# From Memory Tool to Governed Mind Model
> This article explains the design decisions and implemented surfaces behind
> mempal's mind-model work from the initial dao/shu/qi discussion through the
> completed P54-P59 Phase-3 runtime baseline.
## 1. The Problem: Memory Is Not Just Recall
Most agent memory systems start from a simple premise: if the agent has seen
something before, store it, retrieve it later, and put it back into context.
That premise is useful, but it is not enough for a long-running coding agent.
A coding agent does not merely need old text. It needs to know which old text is
evidence, which part is a stable conclusion, which part is a workflow, which
part is a tool-specific command, and which part has already been contradicted.
If all memories are stored as the same kind of item, the system eventually loses
the difference between observation and law.
The mind-model work in mempal starts from that failure mode.
The thesis is:
> Memory should be a governed knowledge evolution layer. Raw evidence is
> recorded first, candidate knowledge is distilled second, and trusted runtime
> guidance is promoted only through explicit gates.

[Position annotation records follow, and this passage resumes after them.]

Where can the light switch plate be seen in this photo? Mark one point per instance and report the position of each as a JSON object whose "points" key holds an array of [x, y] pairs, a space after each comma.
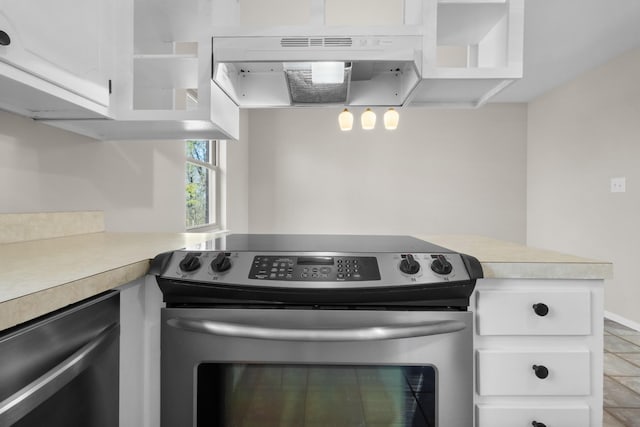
{"points": [[618, 185]]}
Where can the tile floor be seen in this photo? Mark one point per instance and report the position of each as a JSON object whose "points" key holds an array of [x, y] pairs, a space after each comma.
{"points": [[621, 375]]}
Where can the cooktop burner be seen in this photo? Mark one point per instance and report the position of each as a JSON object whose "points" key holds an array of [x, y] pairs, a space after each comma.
{"points": [[335, 270]]}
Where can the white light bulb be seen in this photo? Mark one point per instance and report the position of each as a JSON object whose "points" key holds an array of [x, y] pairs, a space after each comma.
{"points": [[368, 119]]}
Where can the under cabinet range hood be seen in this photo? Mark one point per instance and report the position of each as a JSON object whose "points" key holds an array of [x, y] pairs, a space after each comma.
{"points": [[284, 71]]}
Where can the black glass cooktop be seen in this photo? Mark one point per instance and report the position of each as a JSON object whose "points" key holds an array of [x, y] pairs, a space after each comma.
{"points": [[321, 243]]}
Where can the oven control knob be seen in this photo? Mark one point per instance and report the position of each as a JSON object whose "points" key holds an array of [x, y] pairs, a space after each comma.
{"points": [[190, 262], [220, 263], [409, 265], [440, 265]]}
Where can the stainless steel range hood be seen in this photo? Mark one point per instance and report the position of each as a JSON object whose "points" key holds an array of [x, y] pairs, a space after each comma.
{"points": [[279, 71]]}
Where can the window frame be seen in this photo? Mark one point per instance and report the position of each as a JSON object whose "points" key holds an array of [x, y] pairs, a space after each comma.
{"points": [[214, 191]]}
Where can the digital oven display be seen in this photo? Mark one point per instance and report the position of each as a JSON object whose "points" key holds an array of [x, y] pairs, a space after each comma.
{"points": [[315, 268], [315, 260]]}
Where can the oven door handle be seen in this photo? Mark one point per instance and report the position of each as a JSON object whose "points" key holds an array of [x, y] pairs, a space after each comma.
{"points": [[25, 400], [367, 333]]}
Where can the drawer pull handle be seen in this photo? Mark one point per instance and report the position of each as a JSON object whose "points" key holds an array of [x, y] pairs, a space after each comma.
{"points": [[5, 40], [541, 309], [541, 371]]}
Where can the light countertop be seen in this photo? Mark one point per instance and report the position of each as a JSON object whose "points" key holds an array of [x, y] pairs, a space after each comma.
{"points": [[37, 277]]}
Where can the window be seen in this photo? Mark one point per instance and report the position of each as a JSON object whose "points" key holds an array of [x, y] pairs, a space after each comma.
{"points": [[201, 183]]}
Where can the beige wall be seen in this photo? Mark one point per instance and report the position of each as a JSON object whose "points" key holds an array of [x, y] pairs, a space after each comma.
{"points": [[580, 136], [441, 171]]}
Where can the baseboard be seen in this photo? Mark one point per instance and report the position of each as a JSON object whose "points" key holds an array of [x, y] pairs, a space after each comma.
{"points": [[622, 320]]}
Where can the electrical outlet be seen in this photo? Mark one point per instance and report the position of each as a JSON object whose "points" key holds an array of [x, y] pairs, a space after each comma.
{"points": [[618, 185]]}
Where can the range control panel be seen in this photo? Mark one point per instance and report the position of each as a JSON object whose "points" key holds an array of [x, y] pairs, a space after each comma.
{"points": [[314, 268]]}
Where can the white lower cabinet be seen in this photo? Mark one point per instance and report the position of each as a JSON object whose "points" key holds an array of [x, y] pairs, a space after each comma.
{"points": [[537, 416], [533, 373], [539, 352]]}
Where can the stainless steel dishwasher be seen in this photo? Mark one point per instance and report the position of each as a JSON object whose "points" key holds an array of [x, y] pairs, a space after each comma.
{"points": [[62, 369]]}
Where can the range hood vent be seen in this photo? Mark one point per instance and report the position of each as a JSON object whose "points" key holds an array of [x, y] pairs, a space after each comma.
{"points": [[276, 71], [298, 42], [304, 91]]}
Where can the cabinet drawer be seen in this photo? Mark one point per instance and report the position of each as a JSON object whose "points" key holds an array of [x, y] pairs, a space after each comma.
{"points": [[506, 373], [509, 416], [533, 313]]}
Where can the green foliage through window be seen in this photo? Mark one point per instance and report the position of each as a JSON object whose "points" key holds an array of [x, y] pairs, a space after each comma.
{"points": [[200, 182]]}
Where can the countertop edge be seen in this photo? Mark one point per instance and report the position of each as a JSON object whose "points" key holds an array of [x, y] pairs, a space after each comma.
{"points": [[547, 270], [28, 307]]}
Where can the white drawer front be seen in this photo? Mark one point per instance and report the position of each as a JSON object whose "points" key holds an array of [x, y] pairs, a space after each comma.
{"points": [[506, 373], [505, 416], [513, 313]]}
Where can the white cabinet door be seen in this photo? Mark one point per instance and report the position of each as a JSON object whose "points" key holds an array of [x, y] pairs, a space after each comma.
{"points": [[533, 312], [510, 416], [62, 42], [517, 373]]}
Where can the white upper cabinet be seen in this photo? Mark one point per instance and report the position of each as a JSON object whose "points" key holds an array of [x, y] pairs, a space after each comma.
{"points": [[55, 58], [472, 50], [162, 87]]}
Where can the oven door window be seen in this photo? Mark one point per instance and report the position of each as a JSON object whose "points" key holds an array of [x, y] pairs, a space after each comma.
{"points": [[269, 395]]}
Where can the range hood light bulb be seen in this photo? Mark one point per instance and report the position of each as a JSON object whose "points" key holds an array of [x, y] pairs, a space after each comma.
{"points": [[345, 120], [391, 119], [368, 119]]}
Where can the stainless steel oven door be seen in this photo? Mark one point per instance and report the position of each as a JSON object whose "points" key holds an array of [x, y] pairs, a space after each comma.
{"points": [[233, 367]]}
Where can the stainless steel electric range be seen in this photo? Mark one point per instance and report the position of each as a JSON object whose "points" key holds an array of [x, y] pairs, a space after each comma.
{"points": [[316, 330]]}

That is why this work is not "RAG plus skills." RAG retrieves old material.
Skills encode procedures. The mind model tries to govern how evidence becomes
knowledge, how knowledge affects skills, and how runtime behavior feeds back
into future evolution.
The current implementation has reached a concrete baseline:
- Stage 1 typed drawers separate evidence from knowledge.
- Runtime context assembles `dao_tian -> dao_ren -> shu -> qi`.
- Knowledge lifecycle supports distill, gate, promote, demote, and outward
anchor publication.
- Phase 2 knowledge cards separate governed beliefs from raw evidence drawers.
- Card retrieval and card-aware context exist, but remain opt-in.
- Phase 3 runtime adoption evidence now exists as schema v9 and CLI gates.
The next stage should therefore not reopen the baseline. It should test whether
the baseline improves real agent behavior.
## 2. Dao, Shu, Qi: A Knowledge Axis, Not a Storage Folder
The original conceptual split is `dao / shu / qi`.
In mempal, the split means:
- `dao`: governing principles and high-level knowledge.
- `shu`: reusable methods, workflows, and procedures.
- `qi`: concrete tools, interfaces, commands, and tool-specific usage.
`dao` is further split:
- `dao_tian`: cross-domain high-level principles, minimal and extremely stable.
- `dao_ren`: domain-specific laws, still stable but with clear field boundaries.
This matters because a coding agent uses different kinds of knowledge
differently.
A `dao_tian` item should shape judgment. It is the type of knowledge that says
"evidence precedes assertion" or "promotion without demotion causes knowledge
pollution." It should not be numerous, and it should not change often.
A `dao_ren` item should shape domain reasoning. For a Rust project, this may be
a stable rule about schema migration boundaries, citation semantics, or agent
runtime behavior.
A `shu` item should shape action. It can bias workflow and skill choice. For
example, before implementing a feature, inspect the existing spec, write a
minimal contract, and verify with deterministic tools.
A `qi` item should bind execution. It may say which CLI command exists, which
MCP tool accepts which fields, or which feature flag controls a runtime path.
The key design decision is that `dao / shu / qi` is not the same thing as
project memory, agent memory, or skill memory. Those are different axes.
The orthogonal coordinates are:
- `domain`: who the memory is for, such as project, agent, skill, or global.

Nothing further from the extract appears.